An example of this application can be seen here (or try ros2 launch fuse_tutorials fuse_apriltag_tutorial.launch.py to see the tutorial in action).
More generally, this sensor takes a transform between one frame in the set estimation_frames and one transform from the set transforms. When it receives such a transform, it will then apply a transform to this measurement to change it to be a measurement of the given target_frame. Then, it generates a 3D pose transaction for use by its parent optimizer.
If you want to use multiple estimation_frames, you should define a base_frame.
If this frame is non-empty, then you should set the map_frame_id and world_frame_id in the publisher to the same value.
When this is set, the sensor will transform its pose to be a measurement in base_frame of target_frame, and the odom it produces will be in base_frame.

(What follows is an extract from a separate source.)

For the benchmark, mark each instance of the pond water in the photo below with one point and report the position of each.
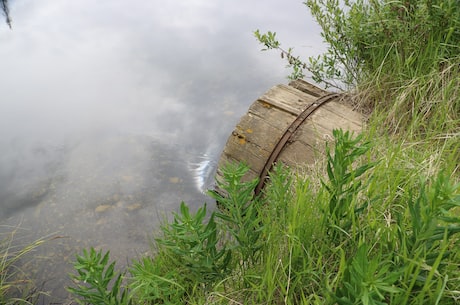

This can be used when e.g. you have multiple cameras, all positioned relative to world, and want them measuring the same object.
This allows the transform sensor to use any number of cameras to estimate the pose of some other object.
A slightly confusing aspect of the sensor is the need for multiple definitions of the target frame. Every frame in transforms needs a corresponding target_frame to be published for it to be used. This is simply because tf uses a tree data structure, and the target frames are leaves. These should all end up being in the same global location (discounting measurement noise) but will have different names.
For example, say we have estimation_frame camera, transforms {apriltag_1, apriltag_2}, and target_frame robot_center_of_mass.
Our transform sensor receives a transform (published on the standard /tf topic) from camera to apriltag_1.
This measurement transform has translation (-1, 0, 0) (ignore rotation in this example).
This is the transformation to apply to go from camera frame to apriltag_1 frame, so the translation is the negative of the position of the april tag in camera frame.
There is a static (though it doesn't need to be static) transform published from apriltag_1 to target_frame_apriltag_1.
This transform has translation (-0.25, -0.5, 0) (again, ignoring rotation).
It should be noted that this is the negative position of the target frame in the april tag's frame.
Our sensor will take the measurement from camera to apriltag_1 and transform it to a pose from camera to target_frame by 'adding' the transform from apriltag_1 to target_frame_apriltag_1.
Thus, our measurement of the actual position of target_frame that will be used to generate the constraint will be (1.25, 0.5, 0).
It is not (-1.25, -0.5, 0) because the translation of T_a_to_b is the negation of the pose of b in frame a.
Finally, this transaction is sent to the optimizer, as normal.